Like PIP3, PIP2 also interacts with pleckstrin homology (PH) domains within effector proteins, so altering SHIP-1 activity—whether by a shotgun molecular approach or a more targeted pharmaceutical one—may shift the balance between PIP3 and its degradation product. “And that is critical in determining overall motile response of T cells. The functional impact of disrupting this balance can be difficult to predict given the number of downstream effector molecules.”
Two for One
In tumors in which PI3K is implicated, another kinase, mTOR, is often found to be dysregulated as well. Interestingly, mTOR has never been found to be mutated, but it tends to be dysregulated by things other than mutations—such as a variety of upstream pathways that feed into it.

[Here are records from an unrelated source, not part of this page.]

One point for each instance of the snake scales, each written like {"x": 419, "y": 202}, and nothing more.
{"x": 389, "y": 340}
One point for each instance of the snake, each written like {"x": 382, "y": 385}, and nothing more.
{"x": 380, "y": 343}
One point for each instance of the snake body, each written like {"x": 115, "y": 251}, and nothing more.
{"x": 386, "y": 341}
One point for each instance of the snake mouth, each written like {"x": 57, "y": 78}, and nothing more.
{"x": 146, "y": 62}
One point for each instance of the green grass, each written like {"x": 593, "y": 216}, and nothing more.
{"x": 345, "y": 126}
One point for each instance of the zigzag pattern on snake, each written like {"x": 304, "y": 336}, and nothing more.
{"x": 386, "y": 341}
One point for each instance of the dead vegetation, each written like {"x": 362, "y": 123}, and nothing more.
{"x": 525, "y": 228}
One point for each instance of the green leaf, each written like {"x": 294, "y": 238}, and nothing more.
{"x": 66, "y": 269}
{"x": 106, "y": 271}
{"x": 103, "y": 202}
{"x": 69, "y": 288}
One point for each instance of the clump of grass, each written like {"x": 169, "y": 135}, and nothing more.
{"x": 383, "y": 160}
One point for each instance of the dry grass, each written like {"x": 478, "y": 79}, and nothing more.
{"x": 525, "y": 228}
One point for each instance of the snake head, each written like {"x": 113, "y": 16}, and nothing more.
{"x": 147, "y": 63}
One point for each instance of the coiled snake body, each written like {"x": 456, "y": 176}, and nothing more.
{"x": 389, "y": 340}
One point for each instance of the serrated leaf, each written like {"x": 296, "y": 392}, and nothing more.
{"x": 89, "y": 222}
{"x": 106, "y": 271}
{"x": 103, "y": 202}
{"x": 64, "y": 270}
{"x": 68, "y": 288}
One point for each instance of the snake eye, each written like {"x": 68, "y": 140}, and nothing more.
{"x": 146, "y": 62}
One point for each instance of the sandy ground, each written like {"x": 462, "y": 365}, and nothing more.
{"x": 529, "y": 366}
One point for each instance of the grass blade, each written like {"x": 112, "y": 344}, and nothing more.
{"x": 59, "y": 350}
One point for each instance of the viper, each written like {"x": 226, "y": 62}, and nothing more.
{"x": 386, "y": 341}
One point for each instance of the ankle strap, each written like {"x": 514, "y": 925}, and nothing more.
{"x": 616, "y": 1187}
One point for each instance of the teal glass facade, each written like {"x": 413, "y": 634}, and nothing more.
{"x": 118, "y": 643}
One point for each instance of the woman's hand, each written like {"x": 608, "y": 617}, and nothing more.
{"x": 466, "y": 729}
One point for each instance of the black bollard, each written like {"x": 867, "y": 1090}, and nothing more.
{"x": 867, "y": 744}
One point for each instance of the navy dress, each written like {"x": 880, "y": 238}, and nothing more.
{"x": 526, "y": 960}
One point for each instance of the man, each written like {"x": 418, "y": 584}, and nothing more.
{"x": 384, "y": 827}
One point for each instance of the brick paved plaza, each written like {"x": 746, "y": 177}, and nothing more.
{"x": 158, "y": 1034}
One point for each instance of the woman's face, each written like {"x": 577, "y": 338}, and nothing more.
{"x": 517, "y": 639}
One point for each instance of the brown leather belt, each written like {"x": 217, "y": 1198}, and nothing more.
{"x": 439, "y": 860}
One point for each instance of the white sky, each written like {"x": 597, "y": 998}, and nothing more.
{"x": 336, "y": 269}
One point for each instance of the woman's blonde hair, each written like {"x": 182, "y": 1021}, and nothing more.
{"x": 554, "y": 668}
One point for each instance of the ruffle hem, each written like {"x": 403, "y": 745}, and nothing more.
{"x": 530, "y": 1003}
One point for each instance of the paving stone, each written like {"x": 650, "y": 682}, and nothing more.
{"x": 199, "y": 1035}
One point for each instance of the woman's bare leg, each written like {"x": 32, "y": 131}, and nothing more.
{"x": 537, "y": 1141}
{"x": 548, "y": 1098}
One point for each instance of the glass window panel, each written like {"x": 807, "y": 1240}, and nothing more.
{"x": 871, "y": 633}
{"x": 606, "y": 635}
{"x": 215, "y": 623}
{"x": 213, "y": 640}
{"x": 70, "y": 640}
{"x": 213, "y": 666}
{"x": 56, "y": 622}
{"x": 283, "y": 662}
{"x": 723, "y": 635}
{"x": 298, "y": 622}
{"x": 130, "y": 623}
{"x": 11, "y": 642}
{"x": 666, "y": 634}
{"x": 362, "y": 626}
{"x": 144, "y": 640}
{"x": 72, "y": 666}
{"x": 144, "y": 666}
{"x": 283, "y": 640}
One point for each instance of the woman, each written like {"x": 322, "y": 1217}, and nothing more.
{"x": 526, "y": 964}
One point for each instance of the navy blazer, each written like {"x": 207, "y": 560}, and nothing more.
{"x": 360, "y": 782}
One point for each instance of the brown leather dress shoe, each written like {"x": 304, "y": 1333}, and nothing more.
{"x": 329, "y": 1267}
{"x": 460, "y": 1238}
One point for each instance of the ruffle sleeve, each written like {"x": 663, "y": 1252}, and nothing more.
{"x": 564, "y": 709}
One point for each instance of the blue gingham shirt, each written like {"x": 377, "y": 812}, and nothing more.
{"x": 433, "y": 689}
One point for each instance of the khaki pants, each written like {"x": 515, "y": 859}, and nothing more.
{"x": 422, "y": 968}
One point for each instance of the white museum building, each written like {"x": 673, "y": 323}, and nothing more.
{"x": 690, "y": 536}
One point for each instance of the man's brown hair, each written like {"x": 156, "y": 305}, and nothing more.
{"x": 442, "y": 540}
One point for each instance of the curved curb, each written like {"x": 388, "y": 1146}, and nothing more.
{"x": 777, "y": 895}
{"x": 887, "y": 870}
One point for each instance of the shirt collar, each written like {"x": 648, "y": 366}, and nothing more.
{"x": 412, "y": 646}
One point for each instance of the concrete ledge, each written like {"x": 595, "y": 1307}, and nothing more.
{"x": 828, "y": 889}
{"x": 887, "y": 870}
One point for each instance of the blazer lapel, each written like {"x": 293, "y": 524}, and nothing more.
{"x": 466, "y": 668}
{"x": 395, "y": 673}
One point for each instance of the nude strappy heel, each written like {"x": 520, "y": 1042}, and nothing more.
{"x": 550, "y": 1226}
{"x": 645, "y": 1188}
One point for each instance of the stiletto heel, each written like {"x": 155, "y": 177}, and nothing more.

“These proteins don’t act in isolation,” explained David Matthews, Ph.D., vp for drug discovery and exploratory development at Pathway Therapeutics. “They form a complex signaling network with a lot of feedback loops and interactions between them and between various other cellular components.”
If mTOR is targeted on its own (for example, by a rapamycin analog), these feedback loops will actually serve to activate PI3K. Both proteins, Dr. Matthews said, really need to be targeted to have a robust effect on tumor cell signaling, and Pathway has developed just such a molecule. PWT33597 is an inhibitor of mTOR and PI3Kα, the isoform most frequently dysregulated in tumor cells. PWT33597 is very selective—“it doesn’t hit any other kinases that we can tell.”
The compound generates a balanced inhibition, leading to cell death, in cell-based assays, “and also nice tumor growth inhibition in xenograft models. And that’s the data that has led us to move this molecule forward into the clinic.”
PWT33597 is currently in a Phase I clinical study. In addition to demonstrating safety and tolerability, the company is also looking for pharmacodynamic markers of target inhibition. “To that end we put in place a panel of assays that lets us do this, monitoring PI3K and mTOR signaling in tumors, in blood, and in hair.”